Reivindicamos o cumprimento do preceito constitucional da educação como direito para todas as pessoas
Ao refletir sobre a educação de Jovens e Adultos (EJA) na rede municipal de Fortaleza, ‘uma aflição medonha me faz implorar’, lembrando Chico Buarque, isto porque a partir do ano 2013, durante o governo de Roberto Cláudio (PDT), surgiram as escolas Polos de EJA. Com efeito, 62 instituições que ofereciam essa modalidade fecharam. Na gestão Sarto (PDT) em 2023, houve um reordenamento das instituições que ofertavam EJA e 42 delas deixaram de existir. Atualmente, restam apenas 35 escolas municipais que oferecem EJA.
Não obstante, a propaganda oficial do governo Sarto (PDT) divulgou uma "Nova EJA", com ampliação das matrículas, currículo inovador, cultura digital e empreendedorismo, além de um auxílio financeiro de R$ 150,00 para os/as educandos/as da EJA.
Contudo, na prática, observou-se fechamento de mais escolas e turmas, o que ocasionou a diminuição no número de matrículas, pois não ultrapassou 5.300 alunos e alunas, ano passado, conforme o censo/2024, ao passo que a promessa seria a ampliação para 10 mil matrículas.
Ao mesmo tempo, falta de apoio pedagógico nas escolas, carência docente em diversas disciplinas, o que traz prejuízo para o processo de ensino e aprendizagem, livros didáticos ora inexistentes, ora insuficientes ou inadequados, bem como ausência de formação continuada para os/as educadores/as.
Vale ressaltar que o chamado auxílio financeiro existe desde que o estudante comprove 100% de presença, desconsiderando a própria Lei de Diretrizes e Bases da Educação Nacional (Lei 9.394/96), que assegura o direito de uma frequência mínima de 75%.

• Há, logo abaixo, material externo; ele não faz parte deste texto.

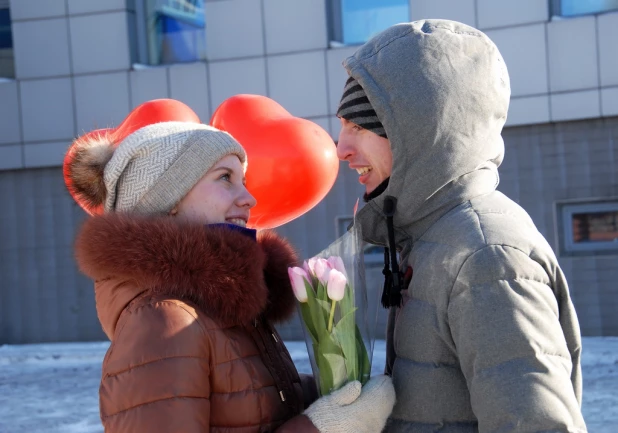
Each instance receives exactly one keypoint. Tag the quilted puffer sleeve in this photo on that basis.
(505, 323)
(156, 373)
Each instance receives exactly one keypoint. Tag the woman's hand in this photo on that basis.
(353, 409)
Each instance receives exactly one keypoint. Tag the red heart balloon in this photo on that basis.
(148, 113)
(292, 161)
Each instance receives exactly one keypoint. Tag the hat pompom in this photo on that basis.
(84, 167)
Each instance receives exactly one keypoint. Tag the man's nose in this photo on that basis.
(345, 147)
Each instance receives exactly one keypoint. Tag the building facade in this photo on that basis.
(70, 66)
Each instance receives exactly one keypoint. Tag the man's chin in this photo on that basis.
(375, 191)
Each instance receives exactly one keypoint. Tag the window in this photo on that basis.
(569, 8)
(356, 21)
(7, 66)
(170, 31)
(343, 223)
(589, 228)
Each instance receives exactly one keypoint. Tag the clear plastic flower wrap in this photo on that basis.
(339, 321)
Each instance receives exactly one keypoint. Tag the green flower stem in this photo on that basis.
(332, 317)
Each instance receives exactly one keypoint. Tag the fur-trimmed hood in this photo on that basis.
(223, 272)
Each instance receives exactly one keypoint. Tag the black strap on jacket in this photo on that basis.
(393, 279)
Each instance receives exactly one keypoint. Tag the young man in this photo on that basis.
(482, 335)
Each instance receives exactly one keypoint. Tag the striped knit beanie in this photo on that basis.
(356, 108)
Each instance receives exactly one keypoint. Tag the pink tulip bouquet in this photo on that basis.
(334, 315)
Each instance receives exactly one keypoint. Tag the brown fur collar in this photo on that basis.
(225, 273)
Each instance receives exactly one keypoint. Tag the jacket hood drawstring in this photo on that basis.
(393, 279)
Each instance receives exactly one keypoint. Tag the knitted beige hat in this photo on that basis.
(151, 170)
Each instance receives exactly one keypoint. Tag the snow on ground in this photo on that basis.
(53, 388)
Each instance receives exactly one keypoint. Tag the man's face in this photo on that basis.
(366, 152)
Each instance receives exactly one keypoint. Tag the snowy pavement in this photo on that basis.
(53, 388)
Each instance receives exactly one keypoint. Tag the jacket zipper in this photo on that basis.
(274, 360)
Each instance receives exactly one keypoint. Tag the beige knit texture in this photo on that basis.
(353, 409)
(156, 166)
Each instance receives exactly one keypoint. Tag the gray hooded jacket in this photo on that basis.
(488, 339)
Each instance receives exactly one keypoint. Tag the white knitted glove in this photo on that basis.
(348, 410)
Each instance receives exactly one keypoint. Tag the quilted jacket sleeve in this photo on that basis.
(156, 373)
(505, 323)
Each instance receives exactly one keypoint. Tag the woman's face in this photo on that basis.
(220, 196)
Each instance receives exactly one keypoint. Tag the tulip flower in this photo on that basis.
(298, 276)
(335, 288)
(321, 270)
(336, 285)
(337, 263)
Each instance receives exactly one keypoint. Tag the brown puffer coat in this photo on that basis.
(188, 309)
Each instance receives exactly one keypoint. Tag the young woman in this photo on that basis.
(188, 295)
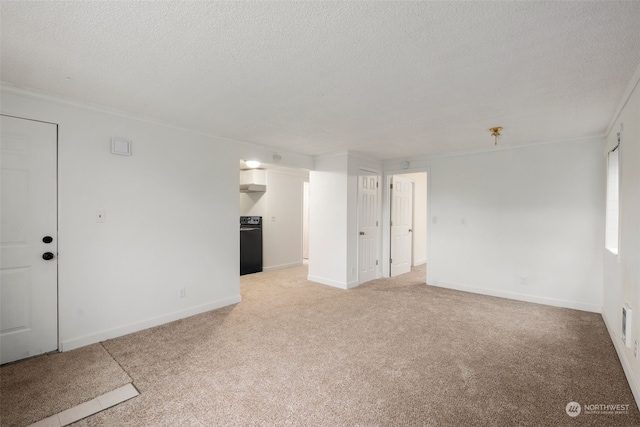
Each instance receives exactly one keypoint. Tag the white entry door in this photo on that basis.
(28, 235)
(367, 226)
(401, 223)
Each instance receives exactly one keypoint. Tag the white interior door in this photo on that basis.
(367, 226)
(401, 223)
(28, 264)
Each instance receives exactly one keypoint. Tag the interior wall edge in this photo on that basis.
(119, 331)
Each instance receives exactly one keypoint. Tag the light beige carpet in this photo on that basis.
(393, 352)
(46, 385)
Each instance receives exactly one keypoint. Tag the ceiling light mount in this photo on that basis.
(495, 133)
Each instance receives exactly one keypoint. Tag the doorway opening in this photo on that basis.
(279, 196)
(408, 222)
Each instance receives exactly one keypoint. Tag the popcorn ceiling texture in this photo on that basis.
(390, 79)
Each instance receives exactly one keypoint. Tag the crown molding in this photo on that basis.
(633, 83)
(68, 102)
(590, 137)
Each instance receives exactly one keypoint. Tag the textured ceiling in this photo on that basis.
(390, 79)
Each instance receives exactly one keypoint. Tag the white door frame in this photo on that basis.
(49, 342)
(378, 230)
(386, 217)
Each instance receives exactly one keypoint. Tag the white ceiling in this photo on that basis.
(390, 79)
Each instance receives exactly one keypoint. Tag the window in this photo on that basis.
(613, 200)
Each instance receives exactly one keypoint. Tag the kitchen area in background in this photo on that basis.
(272, 212)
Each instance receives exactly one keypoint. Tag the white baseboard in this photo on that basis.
(624, 359)
(281, 266)
(353, 284)
(145, 324)
(519, 297)
(328, 282)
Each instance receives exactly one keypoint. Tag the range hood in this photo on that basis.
(253, 180)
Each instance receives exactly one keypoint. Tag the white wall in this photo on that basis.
(282, 237)
(171, 221)
(534, 212)
(622, 273)
(328, 221)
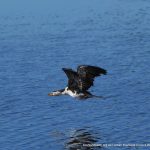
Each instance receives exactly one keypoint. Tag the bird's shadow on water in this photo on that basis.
(82, 139)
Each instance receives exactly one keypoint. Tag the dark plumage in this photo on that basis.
(80, 81)
(83, 79)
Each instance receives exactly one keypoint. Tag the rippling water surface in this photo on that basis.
(35, 43)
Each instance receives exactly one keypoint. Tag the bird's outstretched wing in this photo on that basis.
(83, 79)
(87, 71)
(87, 74)
(72, 79)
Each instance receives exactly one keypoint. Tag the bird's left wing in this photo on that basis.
(72, 78)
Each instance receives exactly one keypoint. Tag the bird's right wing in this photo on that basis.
(72, 79)
(87, 74)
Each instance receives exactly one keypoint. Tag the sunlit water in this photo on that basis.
(33, 49)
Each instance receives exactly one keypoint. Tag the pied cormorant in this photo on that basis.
(80, 81)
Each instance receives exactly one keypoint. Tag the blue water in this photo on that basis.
(38, 38)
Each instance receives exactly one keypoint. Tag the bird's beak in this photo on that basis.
(50, 94)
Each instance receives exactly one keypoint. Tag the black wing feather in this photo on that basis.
(87, 74)
(83, 79)
(72, 79)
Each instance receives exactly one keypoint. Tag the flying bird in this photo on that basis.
(80, 81)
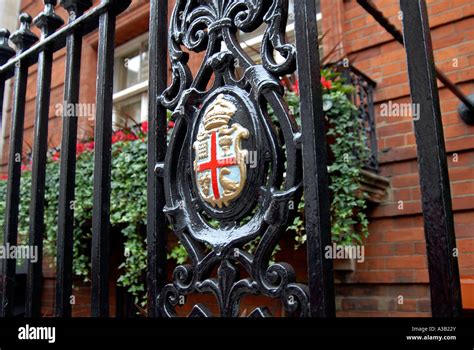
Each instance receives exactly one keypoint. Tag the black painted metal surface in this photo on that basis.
(63, 292)
(434, 178)
(215, 204)
(156, 227)
(23, 38)
(29, 53)
(48, 22)
(102, 167)
(317, 217)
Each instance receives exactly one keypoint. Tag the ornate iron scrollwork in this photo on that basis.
(222, 121)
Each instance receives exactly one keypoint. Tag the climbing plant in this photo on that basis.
(128, 207)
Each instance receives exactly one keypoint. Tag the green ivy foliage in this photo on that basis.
(348, 146)
(129, 190)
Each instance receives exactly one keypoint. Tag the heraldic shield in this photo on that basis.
(220, 162)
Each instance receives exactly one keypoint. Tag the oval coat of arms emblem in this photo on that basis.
(220, 162)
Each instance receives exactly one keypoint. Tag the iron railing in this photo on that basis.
(32, 50)
(363, 99)
(168, 174)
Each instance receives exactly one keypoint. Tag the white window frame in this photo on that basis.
(140, 89)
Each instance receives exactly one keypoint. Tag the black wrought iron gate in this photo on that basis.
(200, 183)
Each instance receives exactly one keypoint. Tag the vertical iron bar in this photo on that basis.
(2, 92)
(316, 190)
(67, 179)
(48, 22)
(156, 228)
(434, 178)
(23, 38)
(102, 166)
(6, 52)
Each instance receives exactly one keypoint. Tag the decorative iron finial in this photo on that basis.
(75, 8)
(6, 52)
(23, 38)
(48, 21)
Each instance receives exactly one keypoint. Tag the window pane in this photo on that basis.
(128, 112)
(131, 70)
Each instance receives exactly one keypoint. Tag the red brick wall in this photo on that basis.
(395, 252)
(395, 263)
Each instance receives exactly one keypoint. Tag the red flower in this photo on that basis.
(327, 84)
(296, 87)
(123, 136)
(80, 148)
(89, 145)
(55, 157)
(144, 127)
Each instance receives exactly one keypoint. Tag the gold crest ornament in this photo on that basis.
(220, 162)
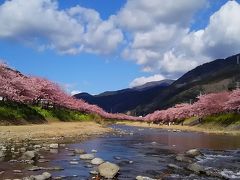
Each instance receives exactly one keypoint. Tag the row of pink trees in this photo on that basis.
(15, 86)
(208, 104)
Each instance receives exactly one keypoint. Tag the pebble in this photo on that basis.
(73, 162)
(97, 161)
(53, 146)
(17, 171)
(93, 172)
(87, 156)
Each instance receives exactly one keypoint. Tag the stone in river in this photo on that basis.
(173, 166)
(196, 168)
(17, 171)
(182, 158)
(93, 172)
(97, 161)
(43, 176)
(53, 146)
(193, 153)
(2, 154)
(73, 162)
(30, 155)
(94, 151)
(87, 156)
(108, 170)
(144, 178)
(79, 151)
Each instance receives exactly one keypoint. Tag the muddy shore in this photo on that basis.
(56, 132)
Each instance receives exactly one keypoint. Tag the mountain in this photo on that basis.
(215, 76)
(125, 100)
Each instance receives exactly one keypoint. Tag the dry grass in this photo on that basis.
(183, 128)
(54, 131)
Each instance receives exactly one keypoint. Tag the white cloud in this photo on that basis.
(221, 37)
(42, 24)
(165, 42)
(143, 80)
(75, 92)
(157, 29)
(155, 34)
(143, 15)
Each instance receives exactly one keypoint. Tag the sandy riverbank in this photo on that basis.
(183, 128)
(57, 131)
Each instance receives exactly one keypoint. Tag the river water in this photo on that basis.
(148, 152)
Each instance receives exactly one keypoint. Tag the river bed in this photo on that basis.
(140, 152)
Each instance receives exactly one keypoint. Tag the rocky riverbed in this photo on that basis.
(127, 153)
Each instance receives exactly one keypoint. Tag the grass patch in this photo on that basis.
(220, 121)
(17, 113)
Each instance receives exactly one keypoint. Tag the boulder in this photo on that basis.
(196, 168)
(193, 153)
(43, 176)
(174, 166)
(53, 146)
(108, 170)
(87, 156)
(2, 154)
(37, 146)
(30, 155)
(144, 178)
(97, 161)
(182, 158)
(79, 151)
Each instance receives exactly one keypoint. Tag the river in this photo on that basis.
(146, 152)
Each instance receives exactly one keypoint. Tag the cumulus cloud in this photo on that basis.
(75, 92)
(41, 23)
(155, 34)
(221, 37)
(143, 80)
(157, 29)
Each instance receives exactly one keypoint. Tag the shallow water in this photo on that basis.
(147, 152)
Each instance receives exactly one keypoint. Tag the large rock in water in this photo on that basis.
(108, 170)
(53, 146)
(2, 154)
(43, 176)
(196, 168)
(144, 178)
(30, 155)
(97, 161)
(193, 153)
(87, 156)
(79, 151)
(183, 158)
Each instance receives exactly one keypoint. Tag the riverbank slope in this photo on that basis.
(218, 124)
(55, 131)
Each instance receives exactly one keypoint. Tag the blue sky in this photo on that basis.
(127, 50)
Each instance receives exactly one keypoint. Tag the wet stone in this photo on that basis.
(182, 158)
(79, 151)
(87, 156)
(196, 168)
(73, 162)
(193, 153)
(17, 171)
(108, 170)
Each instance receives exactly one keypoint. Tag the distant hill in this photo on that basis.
(215, 76)
(125, 100)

Diante desse cenário, qual o lugar da Educação de Jovens e Adultos no governo de Evandro Leitão (PT), haja vista o Pacto pela Superação do Analfabetismo e a Qualificação da EJA elaborado pelo atual governo federal e que precisa contar com a adesão dos municípios/
Reivindicamos o cumprimento do preceito constitucional da educação como direito para todas as pessoas, pois é desumano que o estudante trabalhador e a estudante trabalhadora sejam remanejados para uma escola distante da sua residência, o que dificultaria ainda mais sua presença na instituição.
Queremos reabertura das escolas que fecharam, formação contínua de professores, apoio pedagógico, livro didático, carência de profissionais supridas, chamamento público para matrícula, entre outras ações, de modo que se possa assegurar o acesso e a permanência dos sujeitos da EJA na escola.
Por fim, lutamos para que a política educacional voltada para a EJA não seja vista como algo que "não tem conserto, nem nunca terá".